Art. 13 Jahres-, Wochen- und Tageskarten

Mit der Übergabe einer Jahres-, Wochen- oder Tageskarte ermächtigt der Pächter Dritte, während eines Kalenderjahres, während 7 aufeinander folgenden Tagen oder während eines Tages mit allen gesetzlich erlaubten Geräten die Angelfischerei auszuüben, soweit er nicht auf der Karte einschränkende Bestimmungen einträgt.

Wer gestützt auf eine Jahres-, Wochen- oder Tageskarte fischt, darf nicht gleichzeitig als Freiangler fischen.

Art. 14 Standort des Fischers

Soweit der Revierbeschrieb nichts anderes bestimmt, darf der Inhaber einer Jahres-, Wochen- oder Tageskarte nur vom Ufer aus fischen. Dagegen ist das Waten und die Verwendung von Watstiefeln gestattet. Inseln, die durch Waten erreicht werden können, sind dem Ufer gleichgestellt.

Art. 15 Angelfischerei

Die Angelfischerei in Rhein, Aare, Limmat und Reuss sowie im Hallwilersee ist während des ganzen Jahres gestattet. In den übrigen Fliessgewässern ist die Angelfischerei während der Monate Oktober bis und mit Februar verboten.

Art. 16 Kartenzahl

Das Departement Bau, Verkehr und Umwelt bestimmt für jedes Revier, wie viele Gehilfen- und Jahreskarten der Pächter an Dritte abgeben kann.

Art. 17 Vorbehalt der Rechtsänderung

Der Pächter hat sich den im Laufe der Pachtperiode in Kraft tretenden geringfügigen Änderungen der geltenden Bestimmungen zu unterziehen, ohne dass ihm daraus eine Schadenersatzforderung oder ein Anspruch auf Minderung des Pachtzinses erwachsen würde.

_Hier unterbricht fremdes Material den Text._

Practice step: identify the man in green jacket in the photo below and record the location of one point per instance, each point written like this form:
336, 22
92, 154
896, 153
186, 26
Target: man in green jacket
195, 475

Art. 18 Bewirtschaftung des Reviers

Der Pächter ist verpflichtet, das Revier fischereigerecht zu bewirtschaften und die Weisungen des Departements Bau, Verkehr und Umwelt zu befolgen.

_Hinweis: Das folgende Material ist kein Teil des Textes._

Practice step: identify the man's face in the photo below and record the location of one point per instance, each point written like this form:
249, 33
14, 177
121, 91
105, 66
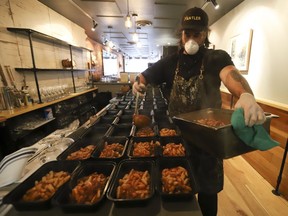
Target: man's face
198, 36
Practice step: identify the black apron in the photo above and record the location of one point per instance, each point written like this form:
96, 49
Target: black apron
187, 96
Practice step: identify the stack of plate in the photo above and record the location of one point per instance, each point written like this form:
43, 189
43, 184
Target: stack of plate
12, 165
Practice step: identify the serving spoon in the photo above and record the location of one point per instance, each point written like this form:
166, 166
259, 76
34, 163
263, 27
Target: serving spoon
139, 120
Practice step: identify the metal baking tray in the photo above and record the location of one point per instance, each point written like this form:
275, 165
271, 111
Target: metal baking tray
124, 167
63, 198
14, 197
169, 163
218, 141
76, 146
110, 140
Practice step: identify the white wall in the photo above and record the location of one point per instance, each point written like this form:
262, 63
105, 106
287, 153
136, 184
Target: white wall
268, 70
15, 50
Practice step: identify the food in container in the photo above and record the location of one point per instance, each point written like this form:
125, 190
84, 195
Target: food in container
133, 182
176, 179
46, 187
81, 154
143, 147
134, 185
87, 187
173, 147
145, 132
217, 139
111, 148
15, 197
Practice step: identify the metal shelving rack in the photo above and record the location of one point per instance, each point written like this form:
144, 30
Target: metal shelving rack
32, 33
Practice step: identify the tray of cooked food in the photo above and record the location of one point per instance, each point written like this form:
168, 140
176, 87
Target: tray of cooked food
173, 147
176, 180
168, 130
133, 182
211, 130
97, 132
121, 130
87, 187
37, 191
147, 131
107, 120
80, 150
143, 147
111, 148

Er hat Fischeinsätze nach einem vom Departement Bau, Verkehr und Umwelt festgelegten Besatzplan vorzunehmen. Es sind Besatzfische geeigneter Herkunft zu verwenden.

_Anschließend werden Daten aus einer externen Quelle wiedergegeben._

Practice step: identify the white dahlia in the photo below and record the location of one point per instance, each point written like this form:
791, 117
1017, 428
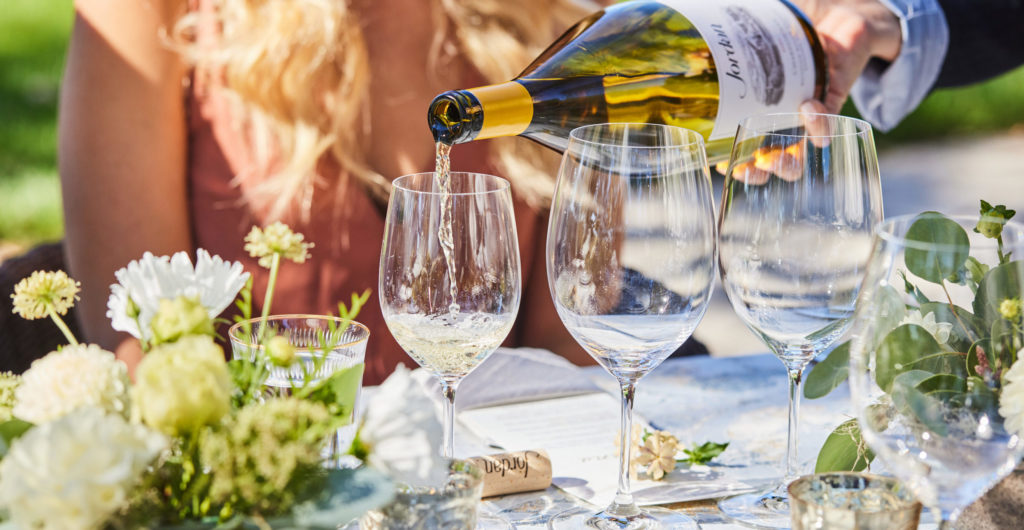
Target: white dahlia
144, 282
72, 378
76, 472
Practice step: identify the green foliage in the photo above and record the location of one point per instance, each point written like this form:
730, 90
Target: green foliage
844, 450
828, 373
702, 453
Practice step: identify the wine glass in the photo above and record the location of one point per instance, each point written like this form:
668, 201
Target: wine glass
450, 275
630, 258
933, 343
800, 199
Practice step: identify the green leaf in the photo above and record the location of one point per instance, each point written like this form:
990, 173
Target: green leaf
973, 361
337, 392
966, 327
999, 283
9, 431
943, 383
951, 240
844, 450
348, 494
704, 453
907, 347
828, 373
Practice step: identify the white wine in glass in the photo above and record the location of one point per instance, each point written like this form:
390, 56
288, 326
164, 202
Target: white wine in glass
450, 274
631, 263
800, 200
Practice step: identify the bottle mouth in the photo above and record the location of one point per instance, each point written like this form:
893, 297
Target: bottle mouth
455, 117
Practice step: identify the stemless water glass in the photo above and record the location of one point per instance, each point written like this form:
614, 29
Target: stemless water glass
324, 345
801, 196
936, 332
450, 275
631, 264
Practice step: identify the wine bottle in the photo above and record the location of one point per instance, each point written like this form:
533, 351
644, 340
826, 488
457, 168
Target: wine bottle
702, 64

Fischeinsätze ausserhalb des Besatzplanes bedürfen einer Bewilligung des Departements Bau, Verkehr und Umwelt.

Sämtliche Fischeinsätze sind unter der Aufsicht und gemäss den Weisungen eines staatlichen Fischereiaufsehers vorzunehmen.

Art. 19 Kartenabgabe

Die Pächter von Fluss- und Bachrevieren sind verpflichtet, die ihnen zukommenden Jahreskarten abzugeben, soweit Nachfrage vorhanden ist.

Art. 20 Kartenpreise

Der Pächter darf Gehilfen- und Jahreskarten gegen Entgelt abgeben. Auf allen Karten ist der tatsächlich verlangte Preis einzutragen.

Handelt es sich beim Pächter nicht um eine juristische Person, darf der Erlös aus der Abgabe von Gehilfen- und Jahreskarten insgesamt pro Jahr die Summe aus Jahrespachtzins und ausgewiesenen Kosten für die fischereiliche Bewirtschaftung des Reviers, ohne Umtriebsentschädigung gemäss § 10 Abs. 3, nicht übersteigen.

Art. 21 Hallwilersee; Verpachtung

Die Fischereirechte im aargauischen Teil des Hallwilersees werden an einen oder mehrere Netzfischer aus freier Hand verpachtet.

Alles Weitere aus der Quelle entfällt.